Games News

Interview: Ngmoco’s We Rule after a year on the App Store

Ngmoco’s We Rule has arguably changed the App Store since its release. Before We Rule, the App Store was generally based on a rather traditional gaming model — developers released games for a price, and customers paid or didn’t pay based on that price. But with We Rule, Ngmoco (as outlined by CEO Neil Young at last year’s GDC) showed that freemium could really work on the App Store, and the ensuing shift led us away from more traditional games, and further into the idea of games as a service, games that took advantage of a large free audience to make money with microtransactions.
Now, a year after release, Ngmoco says that We Rule is doing better than ever — they’ve reached 13 million downloads, and have seen 13 billion minutes played over the past year. 15 million bottles of mojo (the game’s main microtransaction currency) are being spent daily, and while plenty of those are earned for free in the game, there’s no question that We Rule has seen plenty of success.
TUAW spoke with Caryl Shaw, an executive producer at the company, and she told us a little bit about who’s spending all of those minutes in game, Ngmoco’s responsibility around microtransactions, and the future of We Rule and Ngmoco’s other properties.
As for who’s playing We Rule, Shaw’s answer is simple: everyone.

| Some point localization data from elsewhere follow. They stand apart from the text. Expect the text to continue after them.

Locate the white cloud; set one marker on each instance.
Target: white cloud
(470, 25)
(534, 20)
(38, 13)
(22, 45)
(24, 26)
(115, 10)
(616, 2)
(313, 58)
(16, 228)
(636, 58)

While she didn’t share specifics (and only said that Ngmoco has “done a couple of surveys” on their own audience), she said that both anecdotally and in-house, she’s seen “a range of players, male and female, across the age groups.” We Rule itself is a casual game, but it attracts some more hardcore traditional gamers, according to Shaw.
The freemium model helps there as well, Shaw says. Ngmoco “wanted to make our sign up process have a really low barrier of entry,” so all it takes to get into We Rule is “a few text forms,” which means anyone can jump in and play.
I asked Shaw if she felt any responsibility on the company’s part towards customers who may spend too much with the microtransaction system, and she said that, “Yeah, I do feel some responsibility there. I think we’ve done a pretty good job of educating people in our community about it.” Apple recently changed the in-app purchase procedure to require a password every time, and Shaw says that “We support that, I think that’s a fine way to do things. It’s better for the long term health of our game to have customers buying in-app purchases intentionally rather than unintentionally.”
Ngmoco has also had a lot of freemium success with its Touch Pets series, and Shaw says that in that title, Ngmoco has even “put some direct messaging up” about how in-app purchases work and when customers are spending real money on the game.
Does Ngmoco ever pine for the old days of more traditional gaming, before the company focused on freemium? “I don’t hear a lot of people saying we’re looking to go backwards to where we were,” says Shaw. Obviously, Ngmoco has had plenty of success with its freemium model, and while the games aren’t exactly groundbreaking (We Rule has spawned We Farm and We City, with only a few slight updates to the gameplay), Shaw says the company is generally sticking with what works.
That said, Ngmoco does plan to bring the game to Android, and has been showing it off at Google recently, among other places. And of course the game has been updated often, not only in the App Store itself, but also just on the official servers where, says Shaw, “we can actually turn on features … we do tuning, we do sales.”
Ngmoco is also building up a game engine, called Ngcore, for developers to use for cross-platform development. That plan seems like it’s a joint venture with Ngmoco’s Japanese owners at DeNA, but Shaw says that from the production side, the DeNA deal has led to more knowledge sharing than anything else. “I got to go over to Japan and meet with some of the social games team there,” she says, “and talk to them about We Rule and get some ideas from them.”
We Rule’s obviously come a long way in just a year — it’ll be interesting to see where the next 365 days takes this company, this game, and this platform.